Time:14:00, Friday, March 29 2024
Venue:E4-233 & ZOOM
ZOOM ID:950 0888 0530
PASSCODE:486951
Speaker:Loïc Merel, Institut de Mathématiques de Jussieu-Paris Rive Gauche
Biography:After studying at École Normale Supérieure in Paris, Loïc Merel obtained his PhD degree from Sorbonne Université in 1993 (then UPMC-Paris 6). He has been professor at Université Paris Cité since 1997. He has been director of the large joint department of both these universities from 2016 to 2020. He works on Number theory, in particular the arithmetic of automorphic forms. His best known work is the proof of the Uniform Boundedness Conjecture for elliptic curves.

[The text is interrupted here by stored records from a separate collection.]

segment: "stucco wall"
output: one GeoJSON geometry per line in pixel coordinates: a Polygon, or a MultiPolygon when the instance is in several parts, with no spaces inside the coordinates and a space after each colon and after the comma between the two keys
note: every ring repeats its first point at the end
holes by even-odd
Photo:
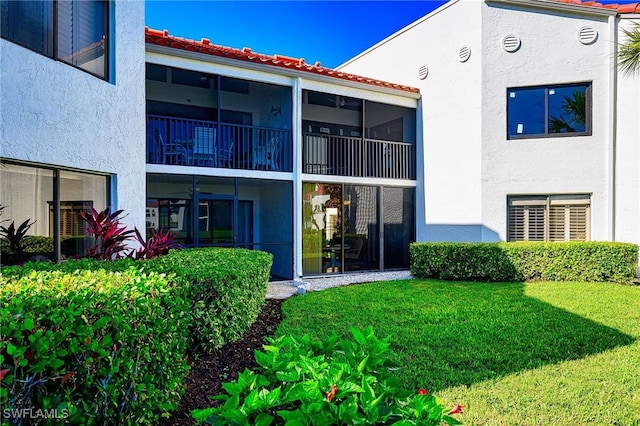
{"type": "MultiPolygon", "coordinates": [[[[634,21],[621,19],[620,28],[634,21]]],[[[616,148],[616,240],[640,244],[640,73],[618,78],[616,148]]]]}
{"type": "Polygon", "coordinates": [[[638,76],[618,78],[614,107],[616,18],[553,7],[454,0],[343,65],[420,88],[418,240],[505,240],[507,195],[589,193],[592,240],[640,242],[638,76]],[[598,32],[592,44],[578,41],[585,25],[598,32]],[[521,39],[514,53],[502,48],[507,34],[521,39]],[[471,48],[465,63],[463,45],[471,48]],[[429,67],[424,80],[420,65],[429,67]],[[508,88],[577,82],[592,83],[590,136],[507,140],[508,88]]]}
{"type": "Polygon", "coordinates": [[[0,40],[1,155],[114,175],[113,207],[144,229],[144,2],[112,7],[112,82],[0,40]]]}
{"type": "Polygon", "coordinates": [[[612,37],[606,16],[484,4],[482,67],[482,218],[506,239],[507,195],[593,194],[591,239],[610,239],[609,60],[612,37]],[[598,39],[577,39],[590,25],[598,39]],[[521,47],[502,48],[507,34],[521,47]],[[592,82],[591,136],[507,140],[507,89],[592,82]]]}
{"type": "Polygon", "coordinates": [[[419,241],[482,238],[481,7],[479,1],[452,1],[343,66],[420,89],[419,241]],[[461,62],[464,46],[471,57],[461,62]],[[421,80],[423,65],[429,72],[421,80]]]}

Title:About the unit 11.22.33.44....((N-1)/2)((N-1)/2)modulo a prime number N
Abstract:
This is mostly joint work with E. Lecouturier.
Let N be a prime number >3. In his great work from 1977, Modular curves and the Eisenstein Ideal, Mazur has defined, from the theory of modular forms, a unit u in Z/N. In 1993, this unit was determined and turned out to be, up to a 6th root of unity,\prod_{k=1}^{(N-1)/2}k^k. We will discuss subsequent developments.
1. The unit is connected, in a non-elementary way, to various objects in elementary algebraic number theory (class groups, Hasse polynomial, Mersenne primes).
2. A more advanced application concerns the structure of Hecke algebras, as originally proposed by Mazur.
3. The unit plays an important role in the developments around the more sophisticated conjecture of Harris and Venkatesh.